Follow An Order In Introducing Solids

It’s always safest to start with the least allergenic and slowly move up to the more allergenic. Introduce foods one at a time, keeping at least a 3-day gap between each. Allergic reactions sometimes take a while to develop and it’s best to know which one exactly your child is allergic to. Start off with rice and root vegetables slowly leading up to grains. Keep wheat for the very last. Egg yolks are quite safe, it’s the whites that contain albumin that can be highly allergic. Keep this to when your baby is one year old. Another food to keep till later is honey. While not allergenic, it contains a bacterium that can cause botulism. A baby’s digestive system cannot handle this, which can lead to long-term effects.

Allergies vs Intolerance

Allergic reactions and intolerance are two very different things. An allergy is a defense by your own body’s immune system against what it sees as an enemy. It results in varying levels of mild to extreme reactions which can affect the respiratory or the gastrointestinal system. If not treated in time, it can sometimes be deadly. Intolerance on the other hand is a metabolic reaction to an enzyme in a specific food. Lactose and gluten intolerance are common examples. This is never deadly but can cause discomfort.

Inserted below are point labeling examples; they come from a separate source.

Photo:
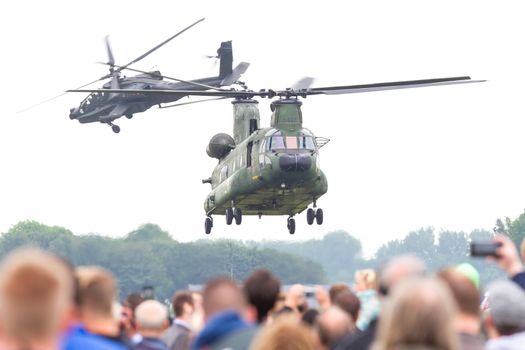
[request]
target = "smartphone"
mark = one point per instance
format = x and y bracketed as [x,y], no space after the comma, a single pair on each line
[486,248]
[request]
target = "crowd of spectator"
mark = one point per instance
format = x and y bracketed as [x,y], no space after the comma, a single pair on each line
[46,303]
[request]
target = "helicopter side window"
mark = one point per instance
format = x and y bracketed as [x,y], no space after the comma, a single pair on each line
[224,173]
[291,142]
[276,143]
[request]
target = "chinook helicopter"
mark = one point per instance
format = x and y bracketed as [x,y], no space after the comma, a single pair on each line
[273,170]
[104,106]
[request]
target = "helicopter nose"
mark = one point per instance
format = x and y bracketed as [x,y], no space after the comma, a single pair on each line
[73,113]
[295,162]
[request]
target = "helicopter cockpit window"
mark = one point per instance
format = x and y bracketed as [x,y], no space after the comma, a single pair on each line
[307,142]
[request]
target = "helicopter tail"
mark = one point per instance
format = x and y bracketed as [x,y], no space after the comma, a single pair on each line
[225,54]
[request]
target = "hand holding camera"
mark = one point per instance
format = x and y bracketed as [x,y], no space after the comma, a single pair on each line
[502,250]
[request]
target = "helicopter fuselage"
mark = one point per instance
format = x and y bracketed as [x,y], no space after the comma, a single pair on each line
[105,107]
[272,172]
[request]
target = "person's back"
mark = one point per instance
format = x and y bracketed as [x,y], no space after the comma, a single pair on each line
[36,300]
[178,336]
[152,320]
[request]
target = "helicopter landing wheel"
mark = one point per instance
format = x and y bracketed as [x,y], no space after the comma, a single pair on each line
[237,215]
[208,224]
[229,216]
[310,216]
[291,225]
[319,216]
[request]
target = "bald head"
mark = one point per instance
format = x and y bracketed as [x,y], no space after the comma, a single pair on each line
[221,294]
[36,294]
[151,315]
[333,324]
[398,269]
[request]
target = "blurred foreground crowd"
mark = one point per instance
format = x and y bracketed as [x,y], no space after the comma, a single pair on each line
[45,303]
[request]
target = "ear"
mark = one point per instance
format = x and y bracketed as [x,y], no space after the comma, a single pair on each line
[488,323]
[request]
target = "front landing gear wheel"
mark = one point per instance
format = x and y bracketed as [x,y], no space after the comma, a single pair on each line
[291,225]
[310,216]
[229,216]
[237,215]
[319,216]
[208,224]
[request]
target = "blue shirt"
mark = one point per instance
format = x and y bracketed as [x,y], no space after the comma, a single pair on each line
[78,338]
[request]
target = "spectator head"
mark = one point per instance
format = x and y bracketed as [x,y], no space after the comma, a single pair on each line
[36,297]
[285,333]
[333,324]
[183,305]
[151,317]
[295,297]
[419,312]
[127,313]
[400,268]
[310,317]
[97,291]
[365,279]
[222,294]
[337,288]
[506,302]
[261,290]
[350,303]
[463,290]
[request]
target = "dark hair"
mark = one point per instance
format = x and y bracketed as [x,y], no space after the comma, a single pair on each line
[336,289]
[179,299]
[261,290]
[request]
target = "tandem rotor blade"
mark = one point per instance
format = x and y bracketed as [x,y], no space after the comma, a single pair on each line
[335,90]
[329,90]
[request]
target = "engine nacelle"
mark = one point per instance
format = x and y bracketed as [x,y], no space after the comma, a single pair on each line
[220,145]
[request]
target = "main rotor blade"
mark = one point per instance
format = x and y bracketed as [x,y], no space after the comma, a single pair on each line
[329,90]
[53,98]
[335,90]
[160,45]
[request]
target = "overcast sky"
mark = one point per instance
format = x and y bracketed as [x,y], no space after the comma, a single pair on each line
[448,157]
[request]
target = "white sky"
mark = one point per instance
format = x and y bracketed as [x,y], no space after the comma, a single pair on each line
[449,157]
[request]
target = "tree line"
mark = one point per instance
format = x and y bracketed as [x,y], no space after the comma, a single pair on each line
[150,256]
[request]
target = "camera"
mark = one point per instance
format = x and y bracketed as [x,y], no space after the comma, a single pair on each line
[486,248]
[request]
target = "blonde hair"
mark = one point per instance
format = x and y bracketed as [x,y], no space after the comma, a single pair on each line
[36,293]
[97,290]
[419,312]
[286,332]
[366,277]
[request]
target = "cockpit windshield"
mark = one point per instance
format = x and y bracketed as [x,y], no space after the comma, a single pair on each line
[92,99]
[276,142]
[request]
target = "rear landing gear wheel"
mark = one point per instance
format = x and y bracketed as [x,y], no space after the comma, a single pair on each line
[319,216]
[310,216]
[237,215]
[229,216]
[208,224]
[291,225]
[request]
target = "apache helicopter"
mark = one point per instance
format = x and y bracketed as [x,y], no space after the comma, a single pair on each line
[104,106]
[273,170]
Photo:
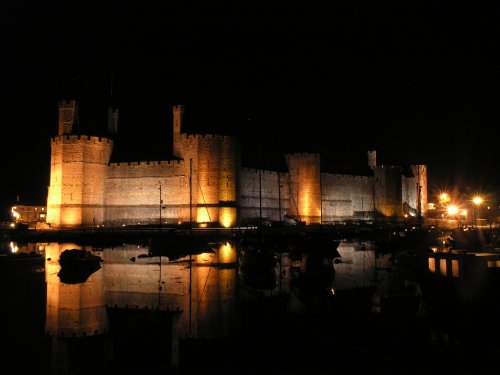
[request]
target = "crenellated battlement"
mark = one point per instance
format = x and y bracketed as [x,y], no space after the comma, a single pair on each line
[80,138]
[66,102]
[304,155]
[347,176]
[257,171]
[166,163]
[209,136]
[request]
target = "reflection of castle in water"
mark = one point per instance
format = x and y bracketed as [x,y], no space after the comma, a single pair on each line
[197,302]
[205,182]
[200,299]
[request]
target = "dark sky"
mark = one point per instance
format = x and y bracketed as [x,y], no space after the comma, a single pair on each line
[418,82]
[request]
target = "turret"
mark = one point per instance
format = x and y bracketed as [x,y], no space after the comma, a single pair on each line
[112,121]
[67,116]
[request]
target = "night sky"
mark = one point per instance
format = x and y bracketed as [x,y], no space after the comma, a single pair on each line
[417,82]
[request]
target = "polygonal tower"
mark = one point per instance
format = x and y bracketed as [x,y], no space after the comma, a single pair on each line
[78,171]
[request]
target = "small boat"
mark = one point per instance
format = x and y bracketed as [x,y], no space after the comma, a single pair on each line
[77,265]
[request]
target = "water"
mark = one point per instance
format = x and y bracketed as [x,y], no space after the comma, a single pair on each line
[140,314]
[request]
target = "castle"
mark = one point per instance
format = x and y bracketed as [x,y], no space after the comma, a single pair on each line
[206,183]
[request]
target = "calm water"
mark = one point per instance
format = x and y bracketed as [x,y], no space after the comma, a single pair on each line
[139,314]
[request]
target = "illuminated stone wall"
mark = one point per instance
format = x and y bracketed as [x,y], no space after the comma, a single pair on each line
[215,176]
[410,190]
[388,191]
[133,193]
[305,187]
[266,194]
[347,197]
[86,190]
[78,176]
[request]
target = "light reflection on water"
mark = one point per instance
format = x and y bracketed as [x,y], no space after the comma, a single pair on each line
[186,309]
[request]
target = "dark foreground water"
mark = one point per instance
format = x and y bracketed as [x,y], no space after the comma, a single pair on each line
[140,314]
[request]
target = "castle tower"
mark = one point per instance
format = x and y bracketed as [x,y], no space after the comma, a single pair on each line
[372,158]
[305,187]
[420,175]
[78,172]
[178,112]
[229,166]
[68,116]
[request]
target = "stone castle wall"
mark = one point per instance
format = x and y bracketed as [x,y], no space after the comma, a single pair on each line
[388,191]
[207,184]
[77,180]
[133,193]
[305,187]
[346,197]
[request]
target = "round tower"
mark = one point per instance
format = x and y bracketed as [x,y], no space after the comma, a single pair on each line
[78,172]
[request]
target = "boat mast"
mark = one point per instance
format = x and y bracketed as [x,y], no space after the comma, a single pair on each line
[190,194]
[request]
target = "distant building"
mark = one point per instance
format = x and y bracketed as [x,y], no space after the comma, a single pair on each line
[204,182]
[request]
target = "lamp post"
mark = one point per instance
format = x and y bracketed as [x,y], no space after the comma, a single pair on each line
[477,200]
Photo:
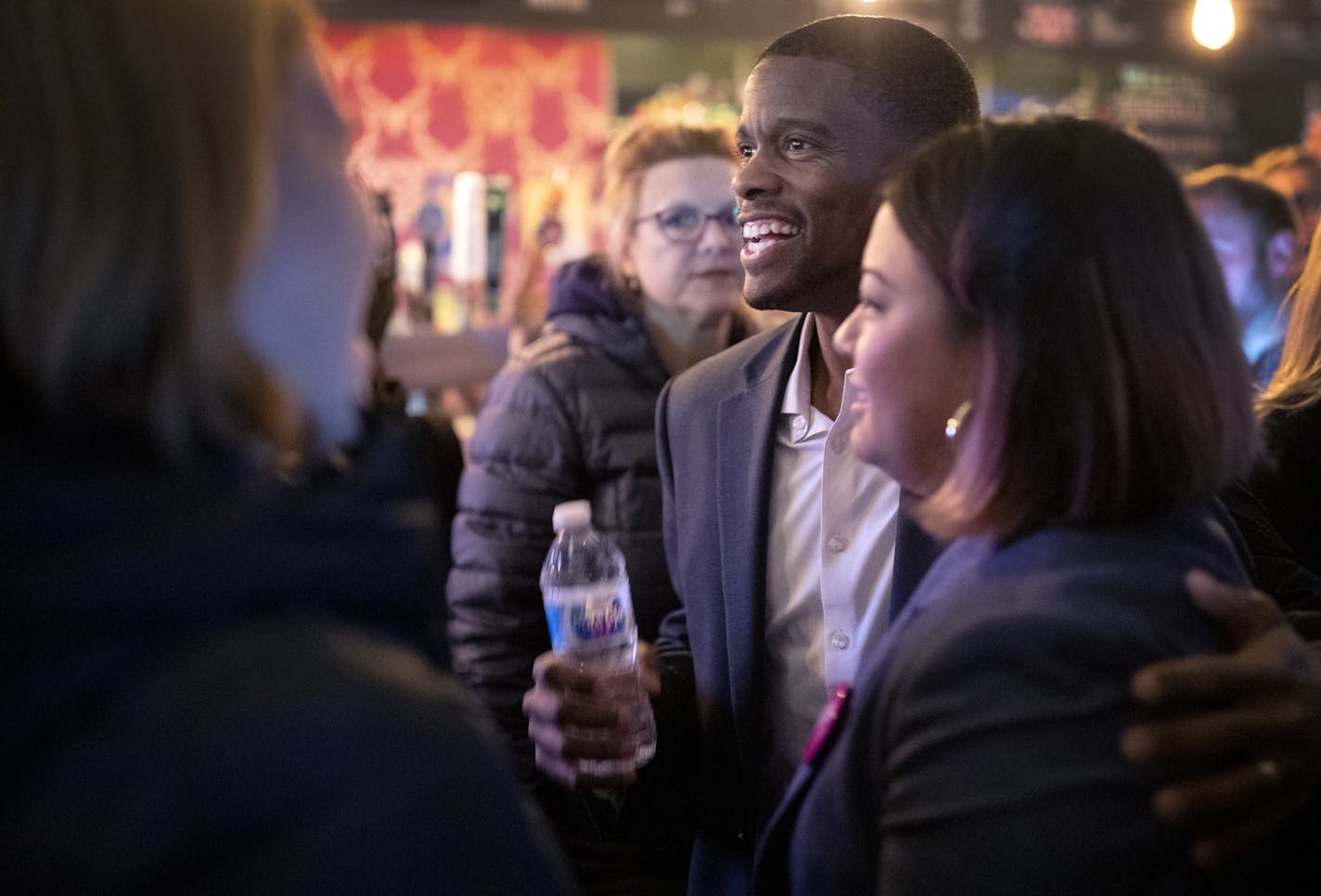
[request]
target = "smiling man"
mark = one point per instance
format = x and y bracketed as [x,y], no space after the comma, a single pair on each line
[781,541]
[789,554]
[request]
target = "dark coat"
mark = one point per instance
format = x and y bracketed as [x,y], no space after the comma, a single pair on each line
[979,750]
[571,416]
[217,682]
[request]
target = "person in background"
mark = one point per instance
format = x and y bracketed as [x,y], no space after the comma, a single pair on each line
[214,681]
[571,416]
[789,554]
[1252,230]
[1295,172]
[1289,481]
[1082,403]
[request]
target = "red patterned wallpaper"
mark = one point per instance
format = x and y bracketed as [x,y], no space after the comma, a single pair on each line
[427,100]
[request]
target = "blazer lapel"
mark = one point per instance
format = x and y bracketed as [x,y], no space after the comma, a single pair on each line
[915,553]
[745,448]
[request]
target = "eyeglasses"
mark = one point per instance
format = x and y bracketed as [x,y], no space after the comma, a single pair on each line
[683,224]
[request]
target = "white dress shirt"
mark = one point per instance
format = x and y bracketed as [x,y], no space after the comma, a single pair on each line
[828,569]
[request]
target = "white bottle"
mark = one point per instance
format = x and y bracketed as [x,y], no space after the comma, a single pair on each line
[589,612]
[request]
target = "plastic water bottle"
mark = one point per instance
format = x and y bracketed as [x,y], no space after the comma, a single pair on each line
[589,612]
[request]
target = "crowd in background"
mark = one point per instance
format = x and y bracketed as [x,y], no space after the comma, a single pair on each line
[975,553]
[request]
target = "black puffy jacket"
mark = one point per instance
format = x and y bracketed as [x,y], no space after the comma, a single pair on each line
[570,416]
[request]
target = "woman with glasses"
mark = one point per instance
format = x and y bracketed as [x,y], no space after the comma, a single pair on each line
[214,681]
[571,416]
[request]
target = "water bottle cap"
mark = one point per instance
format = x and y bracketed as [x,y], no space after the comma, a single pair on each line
[572,514]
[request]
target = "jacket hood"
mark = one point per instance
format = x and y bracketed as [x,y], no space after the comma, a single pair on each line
[583,287]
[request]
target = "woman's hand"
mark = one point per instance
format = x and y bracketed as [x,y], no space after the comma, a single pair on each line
[1249,723]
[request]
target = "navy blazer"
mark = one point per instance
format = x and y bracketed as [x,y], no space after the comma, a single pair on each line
[979,752]
[715,450]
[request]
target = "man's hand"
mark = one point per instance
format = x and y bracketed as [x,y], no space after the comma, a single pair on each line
[567,722]
[1250,723]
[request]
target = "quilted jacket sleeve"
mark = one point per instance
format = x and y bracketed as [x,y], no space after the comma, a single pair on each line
[523,459]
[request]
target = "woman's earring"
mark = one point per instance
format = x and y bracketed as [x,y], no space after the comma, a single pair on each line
[951,426]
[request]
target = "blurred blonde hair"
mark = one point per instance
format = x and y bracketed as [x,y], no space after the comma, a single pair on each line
[136,152]
[641,145]
[1298,381]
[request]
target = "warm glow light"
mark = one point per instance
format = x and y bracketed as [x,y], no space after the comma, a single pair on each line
[1212,22]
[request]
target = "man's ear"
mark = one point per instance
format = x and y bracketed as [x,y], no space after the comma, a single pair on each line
[1281,249]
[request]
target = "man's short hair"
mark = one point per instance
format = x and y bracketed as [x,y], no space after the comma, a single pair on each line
[915,83]
[1268,209]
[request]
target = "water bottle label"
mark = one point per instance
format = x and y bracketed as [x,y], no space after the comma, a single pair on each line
[597,619]
[591,620]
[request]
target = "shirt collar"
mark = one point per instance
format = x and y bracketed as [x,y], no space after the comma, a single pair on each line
[798,392]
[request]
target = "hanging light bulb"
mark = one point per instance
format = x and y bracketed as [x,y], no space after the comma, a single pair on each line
[1212,22]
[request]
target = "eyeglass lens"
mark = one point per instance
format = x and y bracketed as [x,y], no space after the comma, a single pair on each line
[686,221]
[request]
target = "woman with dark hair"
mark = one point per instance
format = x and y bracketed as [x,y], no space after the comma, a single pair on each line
[212,681]
[1047,360]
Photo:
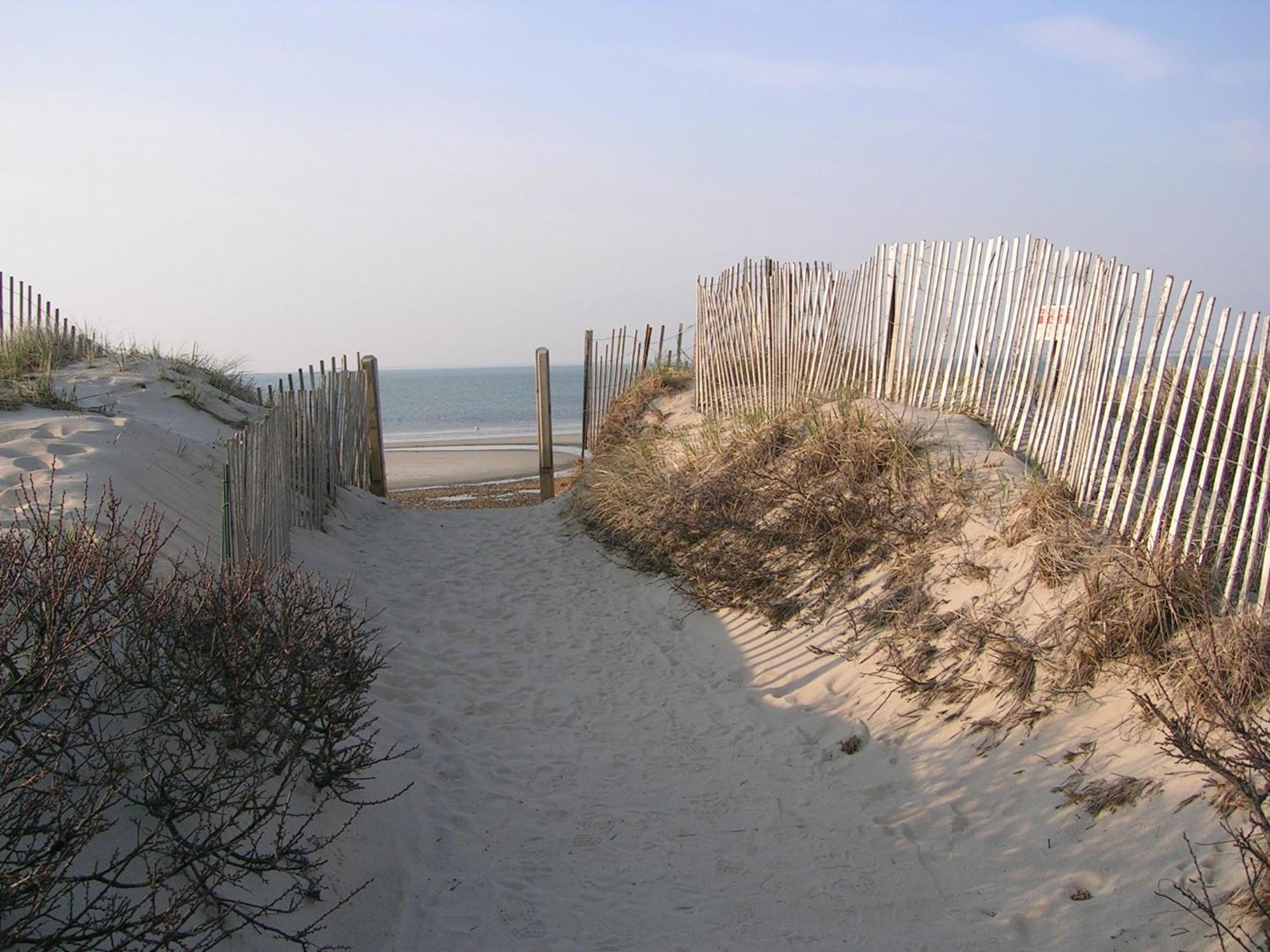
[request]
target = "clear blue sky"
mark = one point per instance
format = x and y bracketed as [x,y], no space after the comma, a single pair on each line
[458,183]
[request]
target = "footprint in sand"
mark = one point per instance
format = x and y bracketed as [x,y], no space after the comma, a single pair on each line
[711,807]
[62,450]
[689,751]
[595,831]
[731,868]
[516,913]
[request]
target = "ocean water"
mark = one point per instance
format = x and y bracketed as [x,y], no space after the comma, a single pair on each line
[465,403]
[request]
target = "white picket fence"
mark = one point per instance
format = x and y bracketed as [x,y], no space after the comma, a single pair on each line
[1154,411]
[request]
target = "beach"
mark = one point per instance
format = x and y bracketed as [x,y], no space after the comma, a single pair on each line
[585,760]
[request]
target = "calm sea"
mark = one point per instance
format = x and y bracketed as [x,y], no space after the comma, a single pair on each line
[478,402]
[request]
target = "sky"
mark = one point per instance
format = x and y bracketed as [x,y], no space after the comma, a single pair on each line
[455,185]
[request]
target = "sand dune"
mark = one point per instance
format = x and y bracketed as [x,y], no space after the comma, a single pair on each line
[600,767]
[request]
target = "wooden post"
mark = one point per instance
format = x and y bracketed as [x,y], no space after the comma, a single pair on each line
[586,390]
[547,465]
[227,531]
[379,486]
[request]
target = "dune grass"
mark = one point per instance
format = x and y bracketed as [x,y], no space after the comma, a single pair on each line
[778,515]
[29,359]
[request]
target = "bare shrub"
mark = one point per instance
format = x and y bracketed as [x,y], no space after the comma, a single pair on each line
[1132,602]
[170,739]
[1234,744]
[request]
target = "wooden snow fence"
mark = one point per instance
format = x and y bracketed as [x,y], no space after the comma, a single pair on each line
[23,310]
[285,469]
[614,364]
[1146,399]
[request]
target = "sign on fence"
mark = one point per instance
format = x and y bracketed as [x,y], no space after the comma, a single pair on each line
[1052,323]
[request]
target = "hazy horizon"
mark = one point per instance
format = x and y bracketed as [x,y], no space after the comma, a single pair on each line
[454,185]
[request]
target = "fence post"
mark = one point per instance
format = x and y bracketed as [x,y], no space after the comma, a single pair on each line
[379,486]
[586,390]
[227,530]
[547,465]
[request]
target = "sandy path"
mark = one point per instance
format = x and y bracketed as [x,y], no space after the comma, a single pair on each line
[596,772]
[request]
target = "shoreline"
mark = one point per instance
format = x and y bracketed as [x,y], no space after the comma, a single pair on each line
[421,465]
[571,437]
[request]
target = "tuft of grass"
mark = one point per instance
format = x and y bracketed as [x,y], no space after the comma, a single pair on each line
[1066,541]
[27,362]
[225,375]
[1106,797]
[778,515]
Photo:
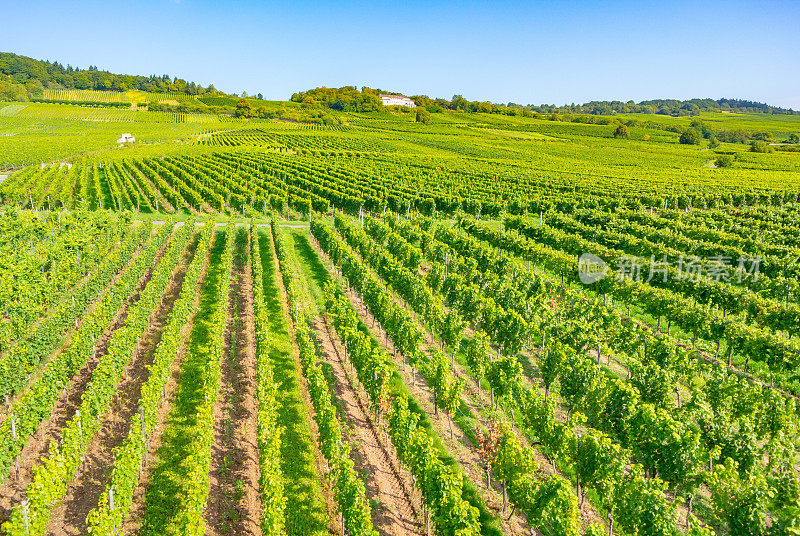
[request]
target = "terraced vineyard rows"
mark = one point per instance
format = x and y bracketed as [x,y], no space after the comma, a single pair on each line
[484,325]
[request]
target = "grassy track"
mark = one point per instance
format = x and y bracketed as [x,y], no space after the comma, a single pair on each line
[305,509]
[168,484]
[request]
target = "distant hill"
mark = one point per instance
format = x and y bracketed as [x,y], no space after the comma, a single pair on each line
[37,75]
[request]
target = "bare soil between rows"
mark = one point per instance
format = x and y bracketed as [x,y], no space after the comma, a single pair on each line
[69,518]
[234,503]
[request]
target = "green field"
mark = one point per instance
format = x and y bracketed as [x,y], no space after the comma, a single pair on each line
[370,325]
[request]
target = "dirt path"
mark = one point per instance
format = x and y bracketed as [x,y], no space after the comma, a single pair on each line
[389,487]
[459,445]
[333,516]
[234,505]
[69,517]
[397,507]
[161,200]
[133,521]
[12,489]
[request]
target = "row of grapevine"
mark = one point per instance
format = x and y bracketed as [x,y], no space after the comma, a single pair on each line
[271,481]
[585,388]
[36,403]
[54,475]
[128,458]
[441,484]
[349,488]
[198,462]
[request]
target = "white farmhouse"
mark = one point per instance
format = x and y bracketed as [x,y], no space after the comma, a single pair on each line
[396,100]
[125,138]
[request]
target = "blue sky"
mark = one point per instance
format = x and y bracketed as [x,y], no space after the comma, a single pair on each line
[523,52]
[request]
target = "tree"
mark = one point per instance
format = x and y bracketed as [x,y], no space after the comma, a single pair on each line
[423,116]
[690,137]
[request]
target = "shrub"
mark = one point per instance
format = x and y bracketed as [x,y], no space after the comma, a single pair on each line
[690,137]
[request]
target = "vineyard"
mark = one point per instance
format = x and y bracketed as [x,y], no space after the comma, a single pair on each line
[485,325]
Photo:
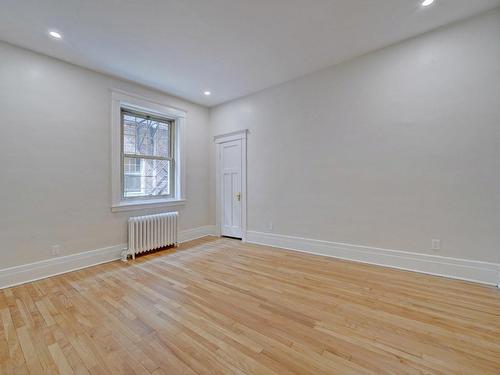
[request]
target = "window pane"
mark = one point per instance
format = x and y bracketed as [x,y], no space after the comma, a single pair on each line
[145,177]
[143,135]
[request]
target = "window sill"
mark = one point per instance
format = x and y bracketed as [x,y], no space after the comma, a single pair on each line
[145,204]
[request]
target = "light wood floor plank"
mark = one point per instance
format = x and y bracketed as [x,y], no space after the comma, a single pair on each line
[219,306]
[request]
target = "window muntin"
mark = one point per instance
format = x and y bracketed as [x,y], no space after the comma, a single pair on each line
[147,155]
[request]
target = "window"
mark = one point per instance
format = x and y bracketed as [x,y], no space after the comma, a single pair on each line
[147,157]
[147,154]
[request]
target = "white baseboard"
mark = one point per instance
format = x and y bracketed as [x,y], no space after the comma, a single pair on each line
[463,269]
[195,233]
[55,266]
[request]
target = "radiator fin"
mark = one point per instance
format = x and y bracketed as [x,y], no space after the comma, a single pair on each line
[151,232]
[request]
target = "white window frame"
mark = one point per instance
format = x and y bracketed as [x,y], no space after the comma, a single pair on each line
[119,100]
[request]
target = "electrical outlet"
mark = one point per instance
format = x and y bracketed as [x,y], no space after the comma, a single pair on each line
[436,244]
[56,250]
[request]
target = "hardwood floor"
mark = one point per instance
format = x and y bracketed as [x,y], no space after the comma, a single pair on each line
[218,306]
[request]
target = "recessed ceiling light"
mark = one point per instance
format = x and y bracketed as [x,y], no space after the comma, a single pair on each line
[55,35]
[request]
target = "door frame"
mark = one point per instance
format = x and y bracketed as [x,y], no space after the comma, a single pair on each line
[223,138]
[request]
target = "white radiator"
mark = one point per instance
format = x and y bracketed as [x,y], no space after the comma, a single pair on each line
[151,232]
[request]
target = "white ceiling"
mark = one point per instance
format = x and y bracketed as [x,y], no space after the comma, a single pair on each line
[231,47]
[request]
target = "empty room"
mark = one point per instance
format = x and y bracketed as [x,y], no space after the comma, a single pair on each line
[250,187]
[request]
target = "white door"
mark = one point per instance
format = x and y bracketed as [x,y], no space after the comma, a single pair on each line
[230,188]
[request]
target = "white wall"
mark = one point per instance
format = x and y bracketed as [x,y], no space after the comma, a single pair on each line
[388,150]
[55,158]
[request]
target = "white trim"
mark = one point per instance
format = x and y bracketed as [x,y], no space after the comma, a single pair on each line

Symptoms Of Allergic Reactions

If your child is allergic to any food, the reactions will appear anywhere from a few minutes to a couple of hours. When your child tries a food for the first time, watch out for hives or rashes, breathlessness, swelling of the face or lips, vomiting, diarrhea or loss of consciousness. If they are breathless or losing consciousness call 911 immediately as allergic reactions can escalate quickly.